Clarence Page: Against AI, political punditry can still do the write thing
The chatbot's on-the-one-hand, on-the-other-hand equivocating would be dismissed as hopelessly wishy-washy by most readers.
Striking Hollywood writers are nervous about artificial intelligence — also known as AI — and I’m not feeling so good myself.
When I see all those bright, clever and mostly young talents out on the picket lines, I cannot help but ask myself: Could we columnists be next?
The strike by the Writers Guild of America, their first since their 2007-08 walkout that lasted 100 days, has brought a new fascinating and troubling issue to the forefront: AI.
The promise of AI has long boggled our human minds. Like putting humans on the moon, the idea of artificial intelligence has been dreamed about for ages — sometimes nightmarishly in forms as varied as Mary Shelley’s “Frankenstein” or HAL the computer in Stanley Kubrick’s “2001.”
Now in an age that has seen astounding acceleration in the output of scientific and technological innovations, we suddenly look up and see artificial intelligence is upon us, producing new wonders by the day, as well as new and troubling questions.
We are beginning to bear witness to a new unease at the thought that these innovations might make millions of jobs held by flesh-and-blood humans obsolete.
In other words, could the anti-AI backlash in the WGA indicate a new Luddite phase?
You may recall the original Luddites from your history classes. They were a reaction in the industrial revolution to machines competing with human workers a period of great social and economic change in England in the early 19th century.
Outraged workers rose up and began to destroy the machines. Fearing the worst, the WGA asked in its latest contract proposal that the entertainment industry agree not to use AI to replace writers.

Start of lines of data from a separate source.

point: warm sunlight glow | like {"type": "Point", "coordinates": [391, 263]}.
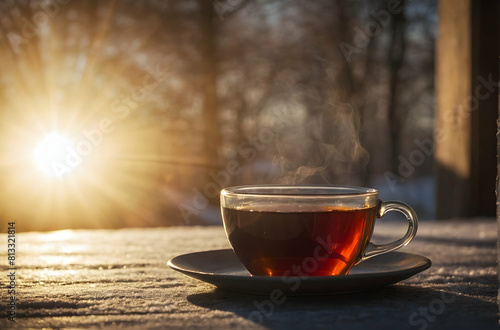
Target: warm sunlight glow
{"type": "Point", "coordinates": [53, 155]}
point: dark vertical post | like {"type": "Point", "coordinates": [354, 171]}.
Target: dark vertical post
{"type": "Point", "coordinates": [466, 109]}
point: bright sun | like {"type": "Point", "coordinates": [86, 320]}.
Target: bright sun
{"type": "Point", "coordinates": [51, 155]}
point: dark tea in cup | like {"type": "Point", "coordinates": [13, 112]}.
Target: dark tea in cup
{"type": "Point", "coordinates": [305, 230]}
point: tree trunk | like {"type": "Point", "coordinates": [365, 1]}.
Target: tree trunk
{"type": "Point", "coordinates": [209, 80]}
{"type": "Point", "coordinates": [396, 58]}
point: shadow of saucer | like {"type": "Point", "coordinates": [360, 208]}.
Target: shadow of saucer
{"type": "Point", "coordinates": [397, 306]}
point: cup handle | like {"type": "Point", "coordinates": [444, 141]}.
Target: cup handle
{"type": "Point", "coordinates": [373, 250]}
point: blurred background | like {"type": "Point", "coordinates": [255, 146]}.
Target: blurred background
{"type": "Point", "coordinates": [136, 113]}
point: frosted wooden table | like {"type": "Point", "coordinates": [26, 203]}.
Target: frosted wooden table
{"type": "Point", "coordinates": [110, 278]}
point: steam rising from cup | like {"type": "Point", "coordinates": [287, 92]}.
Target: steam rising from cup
{"type": "Point", "coordinates": [332, 152]}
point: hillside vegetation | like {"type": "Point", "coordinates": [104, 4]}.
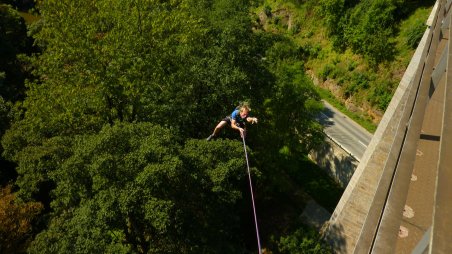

Not surprisingly, the industry declined, agreeing only to “annual meetings to discuss advancements in technology.” That rang alarm bells in writers rooms across the industry,
Should similar alarms be rung by us in the opinion-writing punditocracy?
We’ve seen such backlash movements rise up with varying degrees of ferocity on the heels of numerous innovations in a wide variety of industries.
Perhaps now, when not just human muscles but human brains are in a new competition, could it be artists and writers who have their turn as leaders of a backlash?
Since I, too, as a career scribe, have reason to feel competition from the possibility of artificial intelligence competing with whatever intelligence I try to bring to the columnists’ trade, I have delved, however cautiously into the AI world already available on the internet.
Curious, I gave an audition to the pioneer AI called ChatGPT with a typical pundit question:
“Should I trust Donald Trump?”
Without prompting from me, the chatbot instantly responded with an almost-scolding explainer:
“As an AI language model, I don’t have personal opinions or beliefs,” it said. “Trust is a subjective judgment that varies from person to person. The level of trust you have in Donald Trump, or any individual, depends on your own assessment of their character, actions, and track record.
“It’s important to note,” it went on, “that public figures, including politicians, can be viewed differently by different people. Donald Trump, as the former President of the United States, has both supporters and critics. His policies, statements, and behavior during his time in office have been a subject of much debate and controversy.
“When evaluating someone’s trustworthiness, it’s often helpful to consider multiple perspectives, examine their actions and statements, and review objective information and facts. This allows you to form a more informed opinion based on your own values and priorities.”
Well, thanks a lot, chatbot, but your on-the-one-hand, on-the-other-hand equivocating would be dismissed as hopelessly wishy-washy by most readers.
Perhaps we should talk about it in the way journalists traditionally do, over your favorite beverage, whatever octane that might be.